Friday, October 17, 2008

After The Debate

After The Debate
By Jerome Grossman

At the third debate, John McCain accused Barack Obama of promoting "single-payer" national health insurance, a system that puts every American on the equivalent of Medicare, the efficient low cost system that keeps retirees alive. Barack's response was a grin and "who me?" Then he and McCain outlined their complex health insurance plans that few could understand in detail, plans that would cross a rabbi's eyes.

Neither candidate told us how to revive the crashing economy, joining the professional economists and Nobel Laureates who are also lost. Both candidates support the quick rescue of banks and bankers from their derivative mistakes, but are slow to restore the purchasing power of the American masses by building roads, schools, hospitals etc.

They agree that America is spending beyond its means resulting in enormous deficits. Yet they support expensive military operations in Iraq, Afghanistan and Pakistan and the largest military establishment in the world including 737 US military bases in 130 countries.

The winner of the debate was the most handsome, the most likable, the most articulate, the smoothest and the youngest performer who overcame an irascible old man, the representative of a collapsing political party facing abject domestic and foreign failure. Obama could have clarified the differences between the parties by asking McCain a simple question: “Is this a good time to talk to you about your plan to privatize Social Security?” But the debate revealed no solutions to the overwhelming problems. If they arrive at all they will come after the Obama inauguration, after the celebration, in the glorious first 100 days - we hope.

And hope will be needed, for the future is a mystery. As pundit David Broder wrote in the Washington Post. “Something strange is happening in this strangest of all presidential contests. The longer it goes on, the less we know about what either of these men would do if he were in the Oval Office next year.”

Monday, October 13, 2008

McCain's Last Gasp

McCain's Last Gasp
By Jerome Grossman

William Kristol, the neo-con columnist at the New York Times, has surrendered the campaign of John McCain. “His campaign is totally overmatched by Obama's........ McCain is doomed.”

Obama's lead in the polls is lengthening. He is far ahead on domestic issues although today’s stock market rally will help McCain by modifying the wave of bad financial news. Public concern about foreign and military policy, issues on which McCain is strong, continues to slide.

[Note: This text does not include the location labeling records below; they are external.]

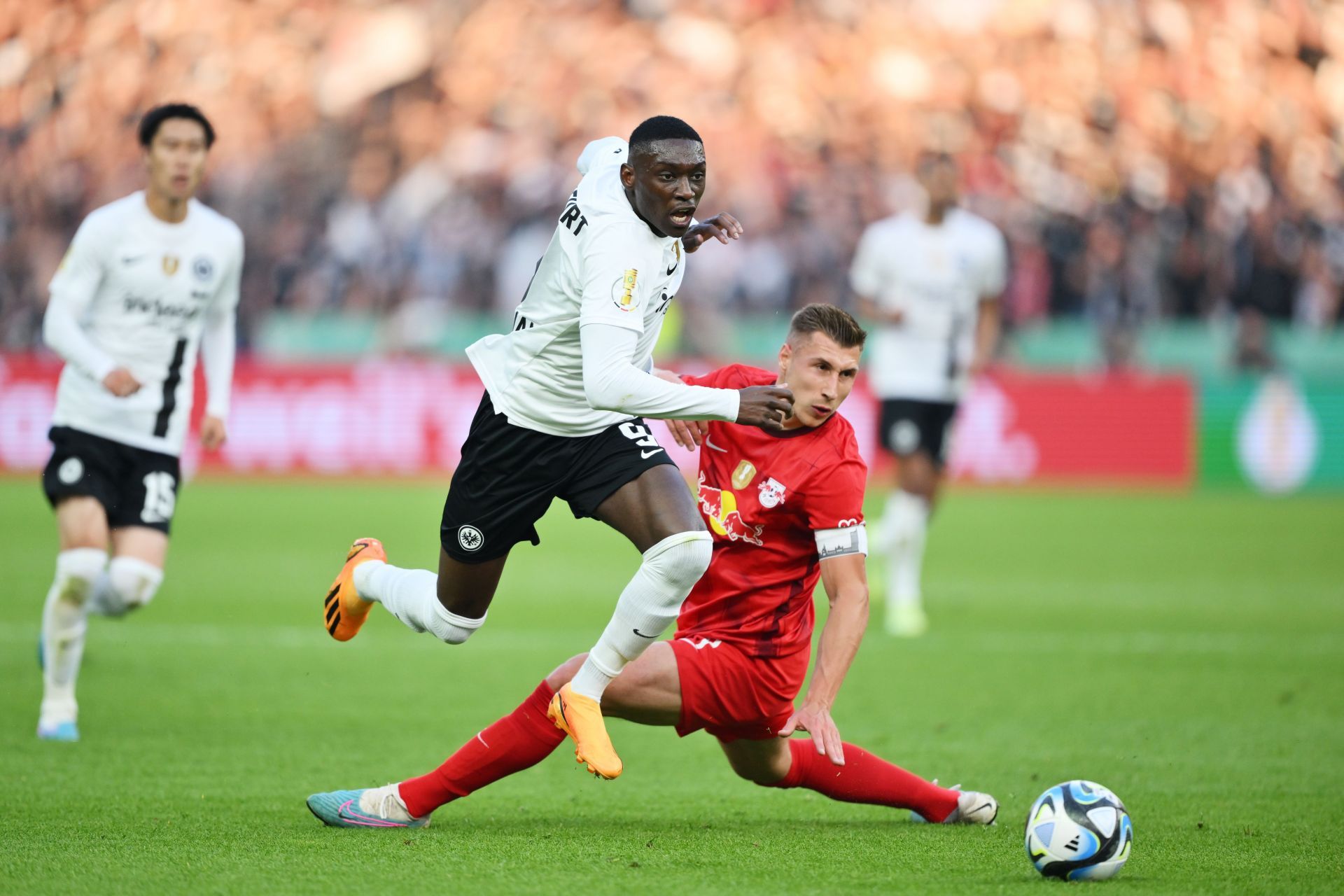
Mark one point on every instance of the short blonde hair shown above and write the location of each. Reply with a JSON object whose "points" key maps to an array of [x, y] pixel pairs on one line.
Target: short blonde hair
{"points": [[834, 321]]}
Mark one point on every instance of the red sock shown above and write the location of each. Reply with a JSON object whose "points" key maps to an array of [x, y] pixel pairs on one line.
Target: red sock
{"points": [[863, 778], [517, 742]]}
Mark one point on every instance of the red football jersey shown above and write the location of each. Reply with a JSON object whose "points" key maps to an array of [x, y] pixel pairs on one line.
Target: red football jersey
{"points": [[764, 495]]}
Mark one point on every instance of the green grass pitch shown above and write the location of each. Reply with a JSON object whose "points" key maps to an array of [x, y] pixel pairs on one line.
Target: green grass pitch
{"points": [[1184, 650]]}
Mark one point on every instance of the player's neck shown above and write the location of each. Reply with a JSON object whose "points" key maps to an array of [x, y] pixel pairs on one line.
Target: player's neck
{"points": [[936, 216], [166, 209]]}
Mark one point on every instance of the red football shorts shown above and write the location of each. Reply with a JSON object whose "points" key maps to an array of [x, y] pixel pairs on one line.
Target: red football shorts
{"points": [[732, 695]]}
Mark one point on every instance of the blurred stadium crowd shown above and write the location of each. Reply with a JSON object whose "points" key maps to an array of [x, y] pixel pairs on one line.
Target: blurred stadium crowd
{"points": [[1148, 159]]}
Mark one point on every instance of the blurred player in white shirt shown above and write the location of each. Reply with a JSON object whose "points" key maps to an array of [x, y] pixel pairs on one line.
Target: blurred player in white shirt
{"points": [[150, 280], [932, 284]]}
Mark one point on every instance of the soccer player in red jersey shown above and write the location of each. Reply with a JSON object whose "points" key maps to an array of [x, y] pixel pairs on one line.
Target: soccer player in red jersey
{"points": [[785, 510]]}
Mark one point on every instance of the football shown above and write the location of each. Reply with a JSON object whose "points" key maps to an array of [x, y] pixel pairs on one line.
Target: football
{"points": [[1078, 830]]}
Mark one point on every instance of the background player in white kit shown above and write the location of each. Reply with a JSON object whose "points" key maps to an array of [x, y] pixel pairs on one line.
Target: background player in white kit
{"points": [[932, 282], [559, 418], [148, 281]]}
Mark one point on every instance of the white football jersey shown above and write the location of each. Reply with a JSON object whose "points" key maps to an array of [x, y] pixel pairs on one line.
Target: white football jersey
{"points": [[146, 288], [936, 276], [604, 265]]}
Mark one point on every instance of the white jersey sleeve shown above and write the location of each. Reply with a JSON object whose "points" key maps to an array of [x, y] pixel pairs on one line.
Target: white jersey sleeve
{"points": [[612, 383], [993, 265], [218, 339], [73, 289]]}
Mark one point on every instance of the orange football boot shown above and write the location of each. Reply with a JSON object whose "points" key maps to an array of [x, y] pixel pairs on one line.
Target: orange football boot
{"points": [[581, 719], [343, 609]]}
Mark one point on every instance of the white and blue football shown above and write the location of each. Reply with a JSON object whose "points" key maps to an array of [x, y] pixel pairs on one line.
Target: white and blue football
{"points": [[1078, 830]]}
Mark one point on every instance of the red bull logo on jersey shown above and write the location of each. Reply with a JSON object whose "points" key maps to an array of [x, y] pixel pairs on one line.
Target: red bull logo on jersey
{"points": [[772, 493], [721, 508]]}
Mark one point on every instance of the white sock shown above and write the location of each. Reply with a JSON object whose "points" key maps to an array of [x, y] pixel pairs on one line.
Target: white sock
{"points": [[64, 625], [127, 584], [647, 608], [907, 523], [412, 596]]}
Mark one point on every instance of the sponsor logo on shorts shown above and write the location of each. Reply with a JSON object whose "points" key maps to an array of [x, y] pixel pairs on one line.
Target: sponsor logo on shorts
{"points": [[470, 538], [70, 472]]}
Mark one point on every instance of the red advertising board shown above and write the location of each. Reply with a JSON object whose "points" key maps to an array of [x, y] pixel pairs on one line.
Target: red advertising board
{"points": [[391, 416]]}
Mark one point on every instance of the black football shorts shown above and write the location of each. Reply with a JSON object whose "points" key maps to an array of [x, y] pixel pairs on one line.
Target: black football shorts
{"points": [[913, 426], [136, 486], [510, 475]]}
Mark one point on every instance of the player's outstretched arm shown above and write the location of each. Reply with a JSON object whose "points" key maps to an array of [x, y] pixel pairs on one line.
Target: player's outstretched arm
{"points": [[721, 227], [613, 383], [689, 434], [847, 589]]}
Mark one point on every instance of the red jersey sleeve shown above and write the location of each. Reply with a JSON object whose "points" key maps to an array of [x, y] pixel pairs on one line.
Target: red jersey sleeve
{"points": [[835, 498], [730, 377]]}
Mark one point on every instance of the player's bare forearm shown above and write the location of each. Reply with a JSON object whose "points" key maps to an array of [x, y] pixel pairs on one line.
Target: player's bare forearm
{"points": [[840, 636], [689, 434], [987, 335]]}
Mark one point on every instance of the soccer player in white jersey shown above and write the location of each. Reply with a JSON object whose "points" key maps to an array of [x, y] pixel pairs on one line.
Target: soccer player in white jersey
{"points": [[932, 282], [561, 418], [148, 281]]}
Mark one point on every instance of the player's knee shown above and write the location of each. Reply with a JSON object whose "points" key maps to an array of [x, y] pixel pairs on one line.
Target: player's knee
{"points": [[451, 628], [134, 582], [680, 559], [77, 571], [565, 672], [764, 773]]}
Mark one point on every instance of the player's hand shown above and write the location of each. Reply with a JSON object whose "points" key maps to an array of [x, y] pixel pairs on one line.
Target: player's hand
{"points": [[818, 722], [213, 433], [121, 383], [689, 434], [765, 406], [721, 227]]}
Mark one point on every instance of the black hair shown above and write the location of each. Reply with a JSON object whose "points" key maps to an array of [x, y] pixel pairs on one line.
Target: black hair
{"points": [[660, 128], [159, 115]]}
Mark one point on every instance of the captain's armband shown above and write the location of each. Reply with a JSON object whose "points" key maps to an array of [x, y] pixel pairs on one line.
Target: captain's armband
{"points": [[838, 543]]}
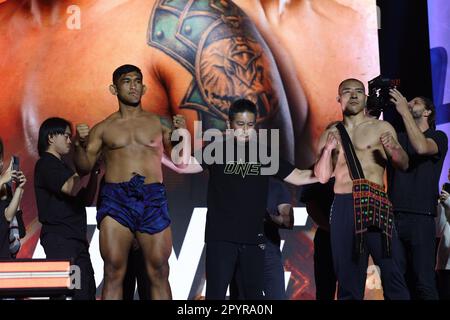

Look for a shift in the McCain strategy, away from issues of public policy, away from attacks on Obama's associations, away from Obama's inexperience.

The McCain focus in the last two weeks of the campaign will be his life story, his ancestors, his military service, his five year imprisonment in Hanoi, his bi-partisan initiatives in Congress, his embodiment of the American Hero and American values, making him the person who "deserves to be President."

This story, this strategy, may not work but it appears to be all that McCain has left.